Success does not come from thoughts or promises or resolutions, regardless of how much faith is bundled up with them. Success and change are the results of action. Going to the gym involves getting up off the couch. Saving money means you don’t need that Starbucks, regardless that the commercials say you do. And savoring every moment so you don’t miss out on life can only come if you are out in life making those moments. If you say you’re going to lose weight in 09, start by eating less, taking the stairs, walking around the block. You want to save money? Draw up a plan of action, a budget that is realistic. Include those items you normally buy, but just don’t buy as much of it. And, if you’re like me and you plan on being more optimistic, start by seeing the light side of life. Not everything is doom and despair.

Remember this: Just because your house has a window, it doesn’t mean you have a good view, and just because you told yourself at some party tonight that your life is going to change just because you demand that it does, that doesn’t mean it automatically will unless you start down the road toward your goals. The only thing that can free you from the bonds of the mundane and the boring commonplace that may have been 2008 is yourself.

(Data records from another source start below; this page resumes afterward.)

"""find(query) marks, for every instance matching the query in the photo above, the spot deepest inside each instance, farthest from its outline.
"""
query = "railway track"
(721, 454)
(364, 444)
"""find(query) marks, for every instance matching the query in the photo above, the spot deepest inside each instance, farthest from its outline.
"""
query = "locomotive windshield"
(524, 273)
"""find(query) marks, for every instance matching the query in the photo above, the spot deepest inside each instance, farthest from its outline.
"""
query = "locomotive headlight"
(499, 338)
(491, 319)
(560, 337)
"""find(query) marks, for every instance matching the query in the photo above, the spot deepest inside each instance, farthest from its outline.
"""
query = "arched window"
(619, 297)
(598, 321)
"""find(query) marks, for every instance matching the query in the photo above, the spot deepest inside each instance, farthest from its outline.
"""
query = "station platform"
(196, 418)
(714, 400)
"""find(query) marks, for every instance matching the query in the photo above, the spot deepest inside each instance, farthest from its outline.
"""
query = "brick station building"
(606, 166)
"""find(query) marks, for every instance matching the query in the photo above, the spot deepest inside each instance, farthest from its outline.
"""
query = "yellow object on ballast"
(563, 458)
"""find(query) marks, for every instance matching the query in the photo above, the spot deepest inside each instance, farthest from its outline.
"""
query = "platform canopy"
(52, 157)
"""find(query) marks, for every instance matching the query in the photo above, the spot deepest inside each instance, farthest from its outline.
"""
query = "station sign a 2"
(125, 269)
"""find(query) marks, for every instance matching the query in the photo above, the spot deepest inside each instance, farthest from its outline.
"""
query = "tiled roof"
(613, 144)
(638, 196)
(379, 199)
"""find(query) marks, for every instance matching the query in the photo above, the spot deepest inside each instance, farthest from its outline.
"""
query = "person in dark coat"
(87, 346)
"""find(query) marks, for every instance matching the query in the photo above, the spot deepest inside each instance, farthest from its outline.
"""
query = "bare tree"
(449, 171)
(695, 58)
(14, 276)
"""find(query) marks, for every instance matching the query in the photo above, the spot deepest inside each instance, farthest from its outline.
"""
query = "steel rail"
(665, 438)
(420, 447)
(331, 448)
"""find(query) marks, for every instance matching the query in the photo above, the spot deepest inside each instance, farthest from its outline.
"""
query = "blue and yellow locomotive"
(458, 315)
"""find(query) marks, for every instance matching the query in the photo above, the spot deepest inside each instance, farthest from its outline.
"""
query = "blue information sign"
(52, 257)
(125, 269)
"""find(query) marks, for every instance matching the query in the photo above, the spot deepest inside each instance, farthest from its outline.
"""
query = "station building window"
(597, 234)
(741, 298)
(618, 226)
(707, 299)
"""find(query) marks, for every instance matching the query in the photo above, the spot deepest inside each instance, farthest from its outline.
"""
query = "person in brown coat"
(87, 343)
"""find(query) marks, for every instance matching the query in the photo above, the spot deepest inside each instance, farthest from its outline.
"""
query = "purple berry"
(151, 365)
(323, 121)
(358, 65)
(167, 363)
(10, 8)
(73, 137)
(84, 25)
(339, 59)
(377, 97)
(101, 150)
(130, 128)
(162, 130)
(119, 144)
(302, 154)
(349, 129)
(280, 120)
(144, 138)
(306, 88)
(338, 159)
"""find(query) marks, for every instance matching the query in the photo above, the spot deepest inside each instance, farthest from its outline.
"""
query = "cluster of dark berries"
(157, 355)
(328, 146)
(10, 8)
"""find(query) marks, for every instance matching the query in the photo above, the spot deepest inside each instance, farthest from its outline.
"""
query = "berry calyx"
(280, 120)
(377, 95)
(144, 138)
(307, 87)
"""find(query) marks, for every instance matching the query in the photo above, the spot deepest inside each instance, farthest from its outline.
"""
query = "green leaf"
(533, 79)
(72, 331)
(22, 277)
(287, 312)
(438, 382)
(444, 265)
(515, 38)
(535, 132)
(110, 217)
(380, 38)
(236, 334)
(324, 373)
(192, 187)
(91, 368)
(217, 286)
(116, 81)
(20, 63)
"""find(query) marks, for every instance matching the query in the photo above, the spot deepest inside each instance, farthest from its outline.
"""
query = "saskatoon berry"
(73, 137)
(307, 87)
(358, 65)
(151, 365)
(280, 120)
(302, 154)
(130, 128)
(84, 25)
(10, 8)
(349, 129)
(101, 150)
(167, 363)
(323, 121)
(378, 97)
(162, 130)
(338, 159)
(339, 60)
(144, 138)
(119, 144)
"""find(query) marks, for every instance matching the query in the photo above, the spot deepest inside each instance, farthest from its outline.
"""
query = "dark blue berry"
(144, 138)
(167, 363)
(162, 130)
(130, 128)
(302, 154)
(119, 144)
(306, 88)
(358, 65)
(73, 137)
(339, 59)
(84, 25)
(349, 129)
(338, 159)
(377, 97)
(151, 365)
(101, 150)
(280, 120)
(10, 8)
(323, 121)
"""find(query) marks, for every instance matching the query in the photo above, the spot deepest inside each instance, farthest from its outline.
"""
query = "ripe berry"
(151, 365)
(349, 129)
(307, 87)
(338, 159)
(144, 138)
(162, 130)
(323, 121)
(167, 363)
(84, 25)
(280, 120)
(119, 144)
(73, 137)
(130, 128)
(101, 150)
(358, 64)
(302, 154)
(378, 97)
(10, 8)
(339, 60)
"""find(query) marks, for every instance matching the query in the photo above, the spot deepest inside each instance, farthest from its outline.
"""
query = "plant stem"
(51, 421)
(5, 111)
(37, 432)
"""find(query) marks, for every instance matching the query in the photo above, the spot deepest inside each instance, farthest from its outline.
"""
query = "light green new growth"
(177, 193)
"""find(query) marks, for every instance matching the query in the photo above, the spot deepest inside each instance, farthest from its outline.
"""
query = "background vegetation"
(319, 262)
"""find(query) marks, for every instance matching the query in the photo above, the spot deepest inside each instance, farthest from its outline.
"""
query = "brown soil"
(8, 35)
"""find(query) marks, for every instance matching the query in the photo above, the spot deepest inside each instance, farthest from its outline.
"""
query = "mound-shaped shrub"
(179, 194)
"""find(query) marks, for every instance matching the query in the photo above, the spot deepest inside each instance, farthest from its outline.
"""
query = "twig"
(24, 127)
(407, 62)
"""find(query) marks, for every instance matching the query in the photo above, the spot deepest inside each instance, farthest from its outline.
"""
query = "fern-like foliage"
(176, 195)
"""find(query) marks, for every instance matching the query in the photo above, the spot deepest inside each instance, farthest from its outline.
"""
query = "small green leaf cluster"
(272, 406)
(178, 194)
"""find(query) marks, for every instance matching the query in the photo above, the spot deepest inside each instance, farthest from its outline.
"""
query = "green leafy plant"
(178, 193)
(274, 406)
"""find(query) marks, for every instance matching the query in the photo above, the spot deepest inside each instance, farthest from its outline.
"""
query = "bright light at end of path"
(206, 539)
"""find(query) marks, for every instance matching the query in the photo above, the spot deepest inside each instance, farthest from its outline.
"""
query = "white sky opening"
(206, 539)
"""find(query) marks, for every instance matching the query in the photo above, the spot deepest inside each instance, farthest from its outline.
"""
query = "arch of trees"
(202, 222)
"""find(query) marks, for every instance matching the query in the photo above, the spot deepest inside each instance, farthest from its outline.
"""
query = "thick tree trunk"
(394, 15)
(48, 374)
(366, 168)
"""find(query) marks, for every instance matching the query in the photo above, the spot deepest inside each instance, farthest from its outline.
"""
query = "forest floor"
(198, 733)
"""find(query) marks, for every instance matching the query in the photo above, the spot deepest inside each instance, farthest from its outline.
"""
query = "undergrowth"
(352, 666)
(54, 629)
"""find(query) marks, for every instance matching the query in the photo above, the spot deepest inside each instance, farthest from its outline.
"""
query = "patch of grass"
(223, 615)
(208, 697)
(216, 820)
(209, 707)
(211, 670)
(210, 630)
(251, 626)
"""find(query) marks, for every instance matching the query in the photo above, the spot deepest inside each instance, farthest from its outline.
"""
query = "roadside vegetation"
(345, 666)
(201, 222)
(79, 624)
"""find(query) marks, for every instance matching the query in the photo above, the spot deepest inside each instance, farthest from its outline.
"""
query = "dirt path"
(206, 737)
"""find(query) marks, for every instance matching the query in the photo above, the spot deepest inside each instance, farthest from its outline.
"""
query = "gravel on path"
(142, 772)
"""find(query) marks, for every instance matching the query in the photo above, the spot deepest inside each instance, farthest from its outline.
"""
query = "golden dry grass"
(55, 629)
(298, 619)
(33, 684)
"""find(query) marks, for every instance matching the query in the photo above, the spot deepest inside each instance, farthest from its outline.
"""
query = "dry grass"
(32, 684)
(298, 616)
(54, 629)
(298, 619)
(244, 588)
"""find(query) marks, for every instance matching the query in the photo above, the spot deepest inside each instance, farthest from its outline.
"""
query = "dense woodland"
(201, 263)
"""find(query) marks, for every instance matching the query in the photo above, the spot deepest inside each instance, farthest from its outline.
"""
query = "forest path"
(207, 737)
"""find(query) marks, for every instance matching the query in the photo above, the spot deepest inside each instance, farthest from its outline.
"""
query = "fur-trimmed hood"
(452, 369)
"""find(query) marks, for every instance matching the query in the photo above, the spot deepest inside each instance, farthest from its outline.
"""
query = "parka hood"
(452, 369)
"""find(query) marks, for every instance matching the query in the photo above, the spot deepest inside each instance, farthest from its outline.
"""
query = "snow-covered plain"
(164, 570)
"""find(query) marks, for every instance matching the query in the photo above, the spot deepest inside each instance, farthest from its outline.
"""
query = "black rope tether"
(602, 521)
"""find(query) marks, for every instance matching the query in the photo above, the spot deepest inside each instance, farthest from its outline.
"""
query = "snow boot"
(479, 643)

Of course, imagine if everyone had one resolution they actually stuck with for the rest of their lives, with a new one added each and every year thereafter. What a great world this would be. Regardless of what you do this year—get poorer, fatter, richer, or better—make it a good year for yourself and those around you.

And you don’t need a resolution to make that happen.

Happy New Year!

1 comment:

Anonymous said...

So far I am keeping all of my 22 resolutions! I am doing well!